Hayavadana: Exploring man’s existential crisis
The essential ambiguity of human personality is shaped or shattered by the human environment. Fundamentally, it is incomplete and imperfect, yet man searches for perfection. It is a natural human instinct to be ‘perfect,’ and this desire drives him to get engaged in a complex psycho-social strife within the self and outside, in search of his identity. Because of this conflict, we are transforming into something else rather than what we were supposed to be. This essential ambiguity of human personality is explored in Sansriti's latest stage production, 'Hayavadana', directed by Debesh Chattopadhyay.
The title of the play, Hayavadana has a significant meaning where, ‘Haya’ means horse/body and ‘vadana’ means man/ head.
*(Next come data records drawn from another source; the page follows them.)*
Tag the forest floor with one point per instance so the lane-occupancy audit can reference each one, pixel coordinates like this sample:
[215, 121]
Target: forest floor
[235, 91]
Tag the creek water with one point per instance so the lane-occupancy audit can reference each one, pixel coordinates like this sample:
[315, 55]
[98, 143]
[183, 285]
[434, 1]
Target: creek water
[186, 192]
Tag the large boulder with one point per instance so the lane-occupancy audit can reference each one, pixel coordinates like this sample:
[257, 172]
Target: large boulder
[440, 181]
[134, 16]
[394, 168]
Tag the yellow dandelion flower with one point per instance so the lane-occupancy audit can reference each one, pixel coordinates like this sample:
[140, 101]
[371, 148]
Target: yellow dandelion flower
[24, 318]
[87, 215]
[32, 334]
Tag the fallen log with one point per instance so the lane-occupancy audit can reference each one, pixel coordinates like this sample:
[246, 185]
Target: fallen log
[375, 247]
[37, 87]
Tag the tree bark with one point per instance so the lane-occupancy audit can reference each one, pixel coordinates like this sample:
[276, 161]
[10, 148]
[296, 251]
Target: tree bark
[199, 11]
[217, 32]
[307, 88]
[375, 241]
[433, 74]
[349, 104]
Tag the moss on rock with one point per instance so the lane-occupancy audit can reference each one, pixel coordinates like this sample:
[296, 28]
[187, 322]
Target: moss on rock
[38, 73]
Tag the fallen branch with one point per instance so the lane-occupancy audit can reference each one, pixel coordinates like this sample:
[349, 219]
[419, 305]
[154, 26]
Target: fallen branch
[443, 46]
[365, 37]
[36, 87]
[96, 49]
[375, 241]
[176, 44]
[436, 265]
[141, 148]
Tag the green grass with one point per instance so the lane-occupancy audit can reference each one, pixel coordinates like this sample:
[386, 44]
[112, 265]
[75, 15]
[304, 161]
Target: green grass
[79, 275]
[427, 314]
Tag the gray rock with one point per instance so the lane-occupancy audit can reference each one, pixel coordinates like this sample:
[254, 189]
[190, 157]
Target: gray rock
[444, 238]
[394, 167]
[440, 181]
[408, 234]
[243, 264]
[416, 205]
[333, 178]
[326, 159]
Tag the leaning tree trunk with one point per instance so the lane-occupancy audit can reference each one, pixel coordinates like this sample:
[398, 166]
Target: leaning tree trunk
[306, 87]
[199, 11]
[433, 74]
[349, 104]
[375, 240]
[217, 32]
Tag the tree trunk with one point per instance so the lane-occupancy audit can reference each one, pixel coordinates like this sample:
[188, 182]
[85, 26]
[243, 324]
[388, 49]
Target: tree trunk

The play is about a strange horse-faced man, who wants to get rid of this strange life and become a complete human being. The central plot of the play Hayavadana intertwines the sub-plot to investigate the complicated questions of individuality and the temperament. The subplot revolves around the scrambled relationships involving the chief characters, Padmini, Devadatta and Kapila. There is also a surprising complication created by the exchange of bodies and heads of two friends in an abrupt situation. This complexity is the conflict between the mind and the body, which compels man to be at the centre of the question of perfection and imperfection.
The plot of Hayavadana is based on a theme drawn from ‘The Transposed Heads’, a 1940 novella of Thomas Mann, which is originally inspired by a story from the 11th-century ancient collection of tales in Sanskrit, Kathasaritsagara. Based on that novel, Girish Karnad wrote the play 'Hayavadana' in Kannada in 1971, and the play was first staged in the following year i.e., in 1972. Although inspired by Mann’s novella, Karnad takes the play to another level. Karnad’s play takes up the moral problems that are left unresolved in myths, legends and folktales., adding a new level, where a strange incomplete man with a horse-faced wants to be a full man.
In 1972, the year when the play was staged for the first time, revered Professor and poet, Sankha Ghosh translated the drama in Bengali. With this translation, the brilliant play transcended the barrier of language and entered the precinct of Bengali literature. One of the key challenges of literary translation is the need to balance staying faithful to the original work with the need to create something unique and distinctive that will evoke the same feelings and responses as the original. While retaining the true intent of the original text, Dr Ghosh reconstructed 'Hayavadana,' tackling the intricacies of the language sleekly and redeveloped a balanced, comfortable zone with humour and play on words and dialogues oscillating between sombre and comic elements.
According to theatre director, Debesh Chattopadhyay, in the Bengali translation of the play, the choice of words, poetry and style of composition have given a unique dimension to 'Hayavadana'. According to him, ‘Hayavadana' is as much a play by Girish Karnad as it is by Sankha Ghosh.” Chattopadhyay has homogenized the folk elements and while Karnad uses Yakshagana (Yakshagaana is a traditional theatre, developed in Dakshina Kannada, Udupi, Uttara Kannada, Shimoga and western parts of Chikmagalur districts) in the play, Chattopadhyay has used the indigenous South Dinajpur folk dance form of khan in his play. He says, “Just as Sankha Babu infused Bengali flavour in the play with his brilliant use of language and poeticism, I have also tried to imbue the Bengali nuances in the production by introducing elements of Bengali folk drama in the production and designs.”
Translation plays a significant role in filling the gap between different nations and cultures. Literary translations particularly assist different states to reach a universal culture on a mutual ground. In the introduction to the play, Sankha Ghosh writes, “In the first Ganesha-hymn used in my translation, I was surprised to find linguistic similarity with 'Buro Angla' (by Abanindranath Tagore) and I embraced the vocabulary here.” His statement explains how a literary creation in Kannada language merges seamlessly with Bengali literature. And during the stage production of the play, it was pretty much a walkover when the Yakshagana and Mukha dance form used by Karnad in the Kannad play was replaced with the folk dance of Bengal in the Bengali version. Indigenous musical instruments like drums, flutes, dotara, etc. were used for the background score in Chattopadhyay’s production. It is a fascinating tale indeed to trace the journey of the original fable from the Sanskrit ‘Kathasaritsagar’ that inspired German novelist Thomas Mann to write his novella, ‘The Transposed Heads’ and then Karnad took it to another level altogether. In Hayavadana, Karnad sees man at the centre of the universe and his turning point in life is his choice of freedom with which he becomes the maker of himself. He is always in quest for completeness and is always in search of his identity, being away from his world due to his individual alienation. Karnad’s characters appear like lonely figures having a split personality and a divided self because of being victims of existential sufferings and predicaments. Again, poet Sankha Ghosh re-interprets Karnad’s play and theatre director Chattopadhyay’s stage presentation ensures the drama to become one of Bengal's very own theatrical assets.